Pourquoi ? Pourquoi les festivals s'évertuent à récompenser ce qu'il y a de pire dans le cinéma d'auteur. Vous savez ? Ce cinéma sans consistance, sans réelle profondeur camouflée par un semblant de neutralité réaliste, empilant une par une les scènes chocs dans l'espoir de ressembler à un maître dogmatique ayant pour le coup une véritable intelligence, celle de Michael Haneke. Pour parler de ce fléau, attardons-nous sur la sortie de la nouvelle punition de Michel Franco : Les Filles d'Avril ou une descente aux enfers où Juno aurait rencontré le monde de Festen.
Victoria a 17 ans, vit au Mexique avec sa soeur dans une maison au bord de la plage, a un petit ami et va bientôt accoucher d'un enfant. Faute d'argent, elle est dans la nécessité absolue de faire revenir Abril, mère mystérieuse vampirisant le quotidien de ses enfants à un point n'ayant plus aucune limite.
Si ce synopsis vous met déjà dans un état malheureux, ce n'est rien face au dispositif répulsif laissé par Franco, ne relâchant jamais son ascension vers le malaise. A travers une caméra faussement neutre, à comprendre que son image sèche et aride laisse volontairement une sensation de malaise palpable face à des personnages dont l'écriture si risible condamne immédiatement leurs attitudes.

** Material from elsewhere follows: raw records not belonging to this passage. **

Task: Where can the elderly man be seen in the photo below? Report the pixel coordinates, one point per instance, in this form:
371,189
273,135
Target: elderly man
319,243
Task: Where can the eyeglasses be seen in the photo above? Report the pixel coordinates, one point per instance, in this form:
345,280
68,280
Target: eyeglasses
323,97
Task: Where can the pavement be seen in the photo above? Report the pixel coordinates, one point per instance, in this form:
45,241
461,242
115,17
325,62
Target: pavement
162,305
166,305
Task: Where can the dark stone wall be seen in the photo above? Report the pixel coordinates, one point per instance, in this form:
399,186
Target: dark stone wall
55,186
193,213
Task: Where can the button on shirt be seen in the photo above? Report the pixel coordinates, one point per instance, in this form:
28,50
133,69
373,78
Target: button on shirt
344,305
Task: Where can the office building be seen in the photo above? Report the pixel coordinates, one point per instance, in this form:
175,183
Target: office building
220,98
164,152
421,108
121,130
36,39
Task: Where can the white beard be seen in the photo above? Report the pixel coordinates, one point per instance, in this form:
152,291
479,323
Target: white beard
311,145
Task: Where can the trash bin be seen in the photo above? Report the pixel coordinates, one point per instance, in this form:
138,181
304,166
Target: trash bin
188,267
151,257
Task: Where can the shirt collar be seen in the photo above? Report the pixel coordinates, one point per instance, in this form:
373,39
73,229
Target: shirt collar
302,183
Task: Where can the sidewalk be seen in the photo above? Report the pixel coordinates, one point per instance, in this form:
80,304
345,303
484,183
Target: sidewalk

Comment peut-on réagir autrement que du mépris face au comportement vénale d'une mère prête à tout pour parvenir à ses fins quitte à faire du mal à ses propres enfants ? Plus le personnage de cette mère-fatale jouée par Emile Sùarez s'enfonce dans un tourbillon de chaos familiale, plus le film de Franco s'empêtre dans une complaisance crasse et vidée de tout formalisme.
Bien sûr, il y a des fioritures qui nous évadent de ces conditions ordinaires de ce cinéma. Par exemple, le dernier film d'Amat Escalante, La Region Sauvage, réussit parfaitement à jongler entre ce type de cinéma clinique et un cinéma plus onirique partant plus de l'inspiration Zulawski avec ses tentacules sexuelles que des plans-fixes Hanekeniennes.

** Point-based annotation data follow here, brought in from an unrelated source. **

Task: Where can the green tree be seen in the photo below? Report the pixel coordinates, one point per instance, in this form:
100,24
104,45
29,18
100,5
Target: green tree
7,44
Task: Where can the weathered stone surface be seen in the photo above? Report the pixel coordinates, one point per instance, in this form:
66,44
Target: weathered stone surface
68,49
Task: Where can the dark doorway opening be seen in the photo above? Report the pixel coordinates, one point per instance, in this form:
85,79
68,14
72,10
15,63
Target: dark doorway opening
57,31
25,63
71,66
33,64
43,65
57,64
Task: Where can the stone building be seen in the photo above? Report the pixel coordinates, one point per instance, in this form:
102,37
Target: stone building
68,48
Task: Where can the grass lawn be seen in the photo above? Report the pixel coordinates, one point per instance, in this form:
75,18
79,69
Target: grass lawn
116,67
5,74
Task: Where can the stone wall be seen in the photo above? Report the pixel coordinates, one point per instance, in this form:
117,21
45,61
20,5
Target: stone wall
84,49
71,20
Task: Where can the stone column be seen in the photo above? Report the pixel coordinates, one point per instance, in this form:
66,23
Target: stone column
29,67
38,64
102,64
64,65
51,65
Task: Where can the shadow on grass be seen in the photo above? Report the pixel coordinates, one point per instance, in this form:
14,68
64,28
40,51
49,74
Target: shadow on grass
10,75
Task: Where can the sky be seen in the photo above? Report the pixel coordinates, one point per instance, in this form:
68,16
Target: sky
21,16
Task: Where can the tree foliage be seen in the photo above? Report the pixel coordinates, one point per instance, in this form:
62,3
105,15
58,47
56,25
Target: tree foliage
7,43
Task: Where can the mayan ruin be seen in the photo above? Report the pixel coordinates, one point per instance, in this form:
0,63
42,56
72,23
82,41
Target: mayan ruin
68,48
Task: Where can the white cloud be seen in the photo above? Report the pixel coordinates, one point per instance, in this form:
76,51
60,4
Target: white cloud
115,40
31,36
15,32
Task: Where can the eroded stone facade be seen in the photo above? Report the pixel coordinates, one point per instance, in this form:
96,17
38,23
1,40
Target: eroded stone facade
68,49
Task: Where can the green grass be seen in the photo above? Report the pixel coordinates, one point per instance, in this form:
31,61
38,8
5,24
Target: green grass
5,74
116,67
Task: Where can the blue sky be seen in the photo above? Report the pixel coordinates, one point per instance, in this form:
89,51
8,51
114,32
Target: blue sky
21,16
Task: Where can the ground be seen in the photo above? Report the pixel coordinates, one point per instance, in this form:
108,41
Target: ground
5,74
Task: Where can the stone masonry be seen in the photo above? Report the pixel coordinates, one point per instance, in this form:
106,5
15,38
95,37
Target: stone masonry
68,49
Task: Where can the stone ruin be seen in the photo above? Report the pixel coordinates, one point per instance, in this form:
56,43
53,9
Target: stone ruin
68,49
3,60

Mais ce qu'il y a de plus agaçant dans ce type de cinéma est de voir à quel point il est si rapide de voir ces projets tombés dans la facilité alors qu'ils auraient probablement mérité plus de développement et de nuances. On aurait pu y voir dans Les Filles d'Avril, un pendant plus oppressant de Julieta, autre film où brille la formidable Emile Suarez. Une histoire de mère-dominatrice brisée par des névroses la dépassant complètement, elle et le reste de sa famille. Au lieu de ça, nous avons un prototype de film-choc provoquant plus l'exaspération que d'autres émotions.
Si Les Filles d'Avril reste plus soft néanmoinsque les plans-fixes nauséabonds de Chronic où s'entre-mêlaient euthanasie et vomi soudain, il procure constamment cette frustration de voir ce qui aurait pu être un sublime mélodrame n'être au final qu'un film si facile qu'il en provoque des rires nerveux.